Solo para tener una idea, el país perdió entre 2000 y 2017 unas 352 mil hectáreas de bosques debido a actividades como la agricultura, tala o construcciones. Esta cifra equivale casi a la extensión total de la provincia de Los Santos (380 mil hectáreas) y supera la de Herrera (234 mil 100 hectáreas).

El biólogo subraya que sí se ha notado una disminución en la población de mariposas, sobre todo en la ciudad de Panamá, donde la cobertura vegetal fue eliminada. “Si echamos un vistazo en algunos sitios de la ciudad, no hay aves que coman insectos. Eso es un indicador del estado de salud de los insectos en el área metropolitana, entre ellos las mariposas”, acotó.

Al preguntársele si en el presente Panamá significa abundancia de mariposas, el conservacionista respondió que no, debido a que el desarrollo urbano agresivo impactó al insecto. “Si queremos que esta ciudad cumpla otros 500 años, hay que ser más amigables con el medio ambiente”, aportó.

Anualmente, el mariposario libera el 10% de las mariposas y el próximo 15 de agosto, cuando la ciudad cumple 500 años, harán una liberación en Panamá Viejo.

El idilio con el mar

Para conocer la relación de Panamá con el mar y los peces, el acuario del Biomuseo cuenta mucho de esa historia. Adrián Mendoza, guía de exhibiciones del Biomuseo, explica que al poseer dos mares el país tiene mucha ventaja sobre otras regiones.

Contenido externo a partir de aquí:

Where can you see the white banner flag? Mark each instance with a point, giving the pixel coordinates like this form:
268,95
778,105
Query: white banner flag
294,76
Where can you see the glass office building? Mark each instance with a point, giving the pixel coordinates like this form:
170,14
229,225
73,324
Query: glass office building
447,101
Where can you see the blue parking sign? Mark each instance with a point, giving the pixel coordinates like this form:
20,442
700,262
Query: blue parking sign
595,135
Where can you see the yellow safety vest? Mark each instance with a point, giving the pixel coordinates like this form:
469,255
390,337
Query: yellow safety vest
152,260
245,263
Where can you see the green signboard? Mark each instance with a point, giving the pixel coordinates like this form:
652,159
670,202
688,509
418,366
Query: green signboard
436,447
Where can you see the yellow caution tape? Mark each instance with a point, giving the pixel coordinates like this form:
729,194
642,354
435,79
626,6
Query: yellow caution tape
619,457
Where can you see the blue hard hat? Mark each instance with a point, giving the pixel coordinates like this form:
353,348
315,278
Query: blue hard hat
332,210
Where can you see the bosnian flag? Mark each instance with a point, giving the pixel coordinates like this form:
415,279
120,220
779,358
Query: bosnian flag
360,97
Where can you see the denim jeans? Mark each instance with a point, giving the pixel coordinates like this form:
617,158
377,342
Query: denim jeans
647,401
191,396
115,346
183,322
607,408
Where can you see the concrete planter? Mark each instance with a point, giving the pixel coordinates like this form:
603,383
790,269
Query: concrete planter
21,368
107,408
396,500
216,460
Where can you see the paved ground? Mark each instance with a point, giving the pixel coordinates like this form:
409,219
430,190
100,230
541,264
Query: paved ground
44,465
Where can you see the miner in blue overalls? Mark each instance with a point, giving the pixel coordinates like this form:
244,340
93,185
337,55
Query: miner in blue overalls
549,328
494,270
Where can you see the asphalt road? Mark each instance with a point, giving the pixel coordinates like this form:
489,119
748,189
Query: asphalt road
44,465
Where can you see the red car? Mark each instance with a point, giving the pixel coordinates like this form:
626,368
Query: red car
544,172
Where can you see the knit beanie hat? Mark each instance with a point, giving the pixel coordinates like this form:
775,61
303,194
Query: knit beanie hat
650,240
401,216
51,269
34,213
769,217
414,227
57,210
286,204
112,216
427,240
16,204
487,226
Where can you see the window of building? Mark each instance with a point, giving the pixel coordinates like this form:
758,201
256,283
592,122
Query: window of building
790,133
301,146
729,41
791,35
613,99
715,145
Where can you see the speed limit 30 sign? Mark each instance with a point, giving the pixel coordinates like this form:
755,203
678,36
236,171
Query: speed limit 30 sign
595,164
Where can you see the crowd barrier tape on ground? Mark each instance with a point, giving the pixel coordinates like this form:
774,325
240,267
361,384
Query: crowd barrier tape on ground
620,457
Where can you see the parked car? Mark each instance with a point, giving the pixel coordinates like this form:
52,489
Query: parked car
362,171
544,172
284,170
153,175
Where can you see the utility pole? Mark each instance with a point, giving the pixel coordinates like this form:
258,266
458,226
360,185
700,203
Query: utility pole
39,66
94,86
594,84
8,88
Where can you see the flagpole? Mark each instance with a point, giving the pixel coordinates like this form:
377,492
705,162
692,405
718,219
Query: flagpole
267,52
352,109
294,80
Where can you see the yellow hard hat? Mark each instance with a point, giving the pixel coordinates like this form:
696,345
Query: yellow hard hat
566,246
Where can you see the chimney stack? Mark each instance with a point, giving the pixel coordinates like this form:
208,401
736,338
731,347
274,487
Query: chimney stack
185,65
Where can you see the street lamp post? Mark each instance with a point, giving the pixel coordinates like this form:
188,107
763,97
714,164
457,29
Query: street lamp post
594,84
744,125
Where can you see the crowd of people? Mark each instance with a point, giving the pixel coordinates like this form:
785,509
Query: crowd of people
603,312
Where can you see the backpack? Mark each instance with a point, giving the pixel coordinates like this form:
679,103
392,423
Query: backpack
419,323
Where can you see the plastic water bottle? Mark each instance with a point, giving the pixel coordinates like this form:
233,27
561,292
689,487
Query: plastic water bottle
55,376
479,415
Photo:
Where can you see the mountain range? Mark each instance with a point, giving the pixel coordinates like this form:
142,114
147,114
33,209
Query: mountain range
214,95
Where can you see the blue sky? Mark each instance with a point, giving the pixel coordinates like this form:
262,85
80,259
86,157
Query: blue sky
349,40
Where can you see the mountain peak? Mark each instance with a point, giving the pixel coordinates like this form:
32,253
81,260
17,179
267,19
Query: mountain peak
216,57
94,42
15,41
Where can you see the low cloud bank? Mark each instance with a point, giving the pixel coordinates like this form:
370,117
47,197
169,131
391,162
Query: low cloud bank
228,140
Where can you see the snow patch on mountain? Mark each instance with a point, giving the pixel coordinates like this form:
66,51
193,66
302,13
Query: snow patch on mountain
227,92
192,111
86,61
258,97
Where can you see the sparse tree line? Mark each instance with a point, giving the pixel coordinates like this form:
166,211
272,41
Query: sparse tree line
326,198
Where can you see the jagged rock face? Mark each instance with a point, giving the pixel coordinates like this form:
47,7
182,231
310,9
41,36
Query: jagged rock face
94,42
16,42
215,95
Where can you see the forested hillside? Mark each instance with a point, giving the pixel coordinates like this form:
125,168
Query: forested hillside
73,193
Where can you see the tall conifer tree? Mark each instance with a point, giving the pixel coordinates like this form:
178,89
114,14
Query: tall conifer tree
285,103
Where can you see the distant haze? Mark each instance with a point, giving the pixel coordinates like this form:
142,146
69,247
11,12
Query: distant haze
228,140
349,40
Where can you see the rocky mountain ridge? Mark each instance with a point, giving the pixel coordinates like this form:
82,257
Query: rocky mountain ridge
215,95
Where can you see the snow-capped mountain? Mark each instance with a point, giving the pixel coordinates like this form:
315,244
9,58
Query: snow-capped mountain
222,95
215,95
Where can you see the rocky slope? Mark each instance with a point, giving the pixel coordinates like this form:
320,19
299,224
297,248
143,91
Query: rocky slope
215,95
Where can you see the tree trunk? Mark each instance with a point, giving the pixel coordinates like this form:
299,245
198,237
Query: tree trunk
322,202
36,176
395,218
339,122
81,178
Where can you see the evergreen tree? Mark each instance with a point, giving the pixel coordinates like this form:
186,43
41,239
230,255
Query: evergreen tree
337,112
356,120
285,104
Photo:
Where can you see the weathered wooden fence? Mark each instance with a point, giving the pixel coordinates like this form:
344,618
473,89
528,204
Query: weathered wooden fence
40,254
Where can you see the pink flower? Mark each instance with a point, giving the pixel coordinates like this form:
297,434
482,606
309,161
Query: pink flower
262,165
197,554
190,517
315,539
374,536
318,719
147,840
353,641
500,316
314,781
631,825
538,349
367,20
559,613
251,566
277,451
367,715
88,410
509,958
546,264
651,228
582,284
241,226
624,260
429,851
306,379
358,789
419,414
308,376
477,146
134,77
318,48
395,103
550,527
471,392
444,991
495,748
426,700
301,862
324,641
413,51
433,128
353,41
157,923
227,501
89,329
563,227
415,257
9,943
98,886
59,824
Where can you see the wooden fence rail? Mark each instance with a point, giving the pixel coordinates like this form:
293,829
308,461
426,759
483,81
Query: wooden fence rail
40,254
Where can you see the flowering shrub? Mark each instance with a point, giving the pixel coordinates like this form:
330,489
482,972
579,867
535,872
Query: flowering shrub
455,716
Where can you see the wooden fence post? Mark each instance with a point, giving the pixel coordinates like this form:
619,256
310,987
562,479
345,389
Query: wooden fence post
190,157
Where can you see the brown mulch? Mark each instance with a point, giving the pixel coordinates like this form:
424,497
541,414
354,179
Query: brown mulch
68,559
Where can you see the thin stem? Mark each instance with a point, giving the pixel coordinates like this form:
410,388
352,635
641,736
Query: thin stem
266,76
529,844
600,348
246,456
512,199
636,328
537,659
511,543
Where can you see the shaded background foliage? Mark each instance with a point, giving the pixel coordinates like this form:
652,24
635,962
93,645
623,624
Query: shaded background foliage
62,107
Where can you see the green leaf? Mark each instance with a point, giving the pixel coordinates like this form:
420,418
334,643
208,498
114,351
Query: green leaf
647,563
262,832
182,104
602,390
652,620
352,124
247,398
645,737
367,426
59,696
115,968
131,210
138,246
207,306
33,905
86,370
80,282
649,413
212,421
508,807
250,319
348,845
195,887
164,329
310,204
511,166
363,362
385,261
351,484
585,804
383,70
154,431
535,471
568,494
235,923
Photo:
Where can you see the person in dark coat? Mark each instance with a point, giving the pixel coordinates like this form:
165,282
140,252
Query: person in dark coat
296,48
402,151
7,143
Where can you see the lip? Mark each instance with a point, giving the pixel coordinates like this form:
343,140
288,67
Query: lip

Ante esta gran biodiversidad marina, tanto en el Pacífico como en el Caribe, el mensaje de Mendoza es hacer énfasis en la educación para reducir la contaminación con plásticos, uno de los problemas que afronta la fauna marina.

En el caso de Panamá, el 30% de la basura que diariamente se produce en la ciudad de Panamá, o sea, unas 700 toneladas, va a parar directamente al mar, según un diagnóstico del Ministerio de Ambiente y el Programa de Naciones Unidas para el Medio Ambiente (Pnuma).

Abundancia de peces y mariposas: la realidad 500 años después
Abundancia de peces y mariposas: la realidad 500 años después

Según el Pnuma, de seguir a este ritmo, para el año 2050 se espera que por cada tonelada de peces en el mundo hayan tres toneladas de plásticos.

Luis Gardellini, representante del Municipio de Panamá en el Mercado del Marisco, señaló que la proporción de toneladas de pescado y mariscos se ha mantenido en los últimos años. No obstante, hizo un llamado a la población a conservar las aguas marinas del país.

“Hay abundancia de corvina y camarones, pero el pargo ha desaparecido. Cada siete días estamos recibiendo unas 40 mil libras”, dijo.

En el caso de la pesca industrial, reportes de Contraloría General de la República dan cuenta de que al año, en promedio, se desembarcan mil toneladas métricas de peces, una realidad diferente cuando se habla de pesca artesanal.

Juan González, quien se dedica a la pesca artesanal en el archipiélago de Las Perlas, explicó que cada vez tienen que ir a aguas más profundas. “Antes, pescaba entre 100 y 200 libras por jornada. Ahora es menos”.

El origen

Pese a que hay varias versiones sobre el significado de la palabra panamá, historiadores como Celestino Araúz, Rommel Escarreola y Fermina Santa María coinciden en que lo que sí es un hecho es que se trata de un término de origen indígena y que cronistas españoles como Pascual de Andagoya hacían referencia a que así se llamaba una aldea de pescadores nativos a orillas de lo que hoy se conoce como océano Pacífico.

Aquella aldea es ahora una gran ciudad de más de un millón de habitantes, por cumplir 500 años, y donde los peces y las mariposas luchan por subsistir.